SHAP

shap

Game-theoretic feature interaction analysis using SHAP interaction indices.

This module provides the calculate_shap_interactions function, which computes second-order Shapley interaction values to decompose joint black-box predictions into main and interaction components.

FUNCTION	DESCRIPTION
`calculate_shap_interactions`	Computes SHAP interaction values to decompose multi-factor combinations (computationally expensive).

calculate_shap_interactions

calculate_shap_interactions(
    model: Any, X_data: Any
) -> Union[list, ndarray]

Computes SHAP interaction values to decompose multi-factor combinations (computationally expensive).

SHAP (SHapley Additive exPlanations) interaction values (Lundberg et al., 2018) are based on the coalitional game-theoretic Shapley Interaction Index (Grabisch and Roubens, 1999).
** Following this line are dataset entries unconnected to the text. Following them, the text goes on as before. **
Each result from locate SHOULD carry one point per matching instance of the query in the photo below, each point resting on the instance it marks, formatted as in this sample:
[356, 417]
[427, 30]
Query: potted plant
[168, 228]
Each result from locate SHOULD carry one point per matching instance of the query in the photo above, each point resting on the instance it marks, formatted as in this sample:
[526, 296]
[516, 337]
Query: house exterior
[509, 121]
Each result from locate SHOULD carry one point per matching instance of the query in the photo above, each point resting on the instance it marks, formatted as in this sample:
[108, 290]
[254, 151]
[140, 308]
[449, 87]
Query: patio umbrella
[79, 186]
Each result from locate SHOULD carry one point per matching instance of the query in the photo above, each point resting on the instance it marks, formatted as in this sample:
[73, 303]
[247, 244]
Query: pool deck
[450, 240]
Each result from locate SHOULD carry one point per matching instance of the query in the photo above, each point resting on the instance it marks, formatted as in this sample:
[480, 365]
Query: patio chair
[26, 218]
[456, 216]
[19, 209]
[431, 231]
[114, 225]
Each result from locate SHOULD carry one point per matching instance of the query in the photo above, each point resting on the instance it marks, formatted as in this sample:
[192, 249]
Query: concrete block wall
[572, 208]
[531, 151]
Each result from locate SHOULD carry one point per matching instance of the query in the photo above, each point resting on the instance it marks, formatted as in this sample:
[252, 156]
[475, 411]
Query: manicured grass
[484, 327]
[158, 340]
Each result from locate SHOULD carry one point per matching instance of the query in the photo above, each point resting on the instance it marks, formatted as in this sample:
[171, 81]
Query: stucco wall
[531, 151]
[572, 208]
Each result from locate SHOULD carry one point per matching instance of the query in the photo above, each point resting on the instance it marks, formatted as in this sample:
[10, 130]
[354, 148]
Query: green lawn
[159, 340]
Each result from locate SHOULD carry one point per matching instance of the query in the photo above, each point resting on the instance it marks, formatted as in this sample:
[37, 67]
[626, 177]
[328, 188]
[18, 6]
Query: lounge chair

While standard Shapley values partition a model's prediction additively among individual features, SHAP interaction values separate these contributions into pure main effects and pairwise interaction effects, providing an exact model-agnostic representation of how features cooperate or compete.

Mathematical Formulation and Coalition Deficits

Let $M$ be the complete set of all features. The SHAP interaction value $\\Phi_{i,j}$ between feature $i$ and feature $j$ (where $i \\neq j$) measures the pure interaction effect after accounting for all other subsets of features: $$ \Phi_{i,j} = \sum_{S \subseteq M \setminus \{i, j\}} \frac{|S|! (|M| - |S| - 2)!}{2 (|M| - 1)!} \Delta_{i,j}(S) $$ where the second-order marginal contribution difference $\\Delta_{i,j}(S)$ is defined as: $$ \Delta_{i,j}(S) = f(S \cup \{i, j\}) - f(S \cup \{i\}) - f(S \cup \{j\}) + f(S) $$ The diagonal elements $\\Phi_{i,i}$ capture the main effect of feature $i$ after removing all of its pairwise interactions with other features: $$ \Phi_{i,i} = \phi_i - \sum_{j \neq i} \Phi_{i,j} $$ where $\\phi_i$ is the standard Shapley value for feature $i$.

The complete set of main effects and interaction values decomposes the model prediction $f(x)$ exactly: $$ f(x) = \Phi_0 + \sum_{i=1}^{|M|} \Phi_{i,i} + \sum_{i \neq j} \Phi_{i,j} $$ where $\\Phi_0 = E[f(x)]$ is the base value (expected prediction of the model across the background training distribution).

Computational Complexity

Evaluating the summation requires computing model predictions across $2^{|M|}$ feature coalitions, which is NP-hard in the general case. To make this practical, modern libraries utilize TreeSHAP (Lundberg et al., 2020), which calculates exact tree-based Shapley interaction values in $O(T L D^2)$ time where $T$ is the number of trees, $L$ is max leaves, and $D$ is max depth.

PARAMETER	DESCRIPTION
`model`	A trained model (typically a tree ensemble like XGBoost or LightGBM). TYPE: `Any`
`X_data`	The background evaluation matrix of covariate features. TYPE: `Any`

RETURNS	DESCRIPTION
`list`	A nested list or 3D numpy array of shape `(num_samples, num_features, num_features)` containing individual Shapley interaction matrices. TYPE: `Union[list, ndarray]`

Source code in src\xpyrment\interactions\shap.py

def calculate_shap_interactions(model: Any, X_data: Any) -> Union[list, np.ndarray]:
    r"""Computes SHAP interaction values to decompose multi-factor combinations (computationally expensive).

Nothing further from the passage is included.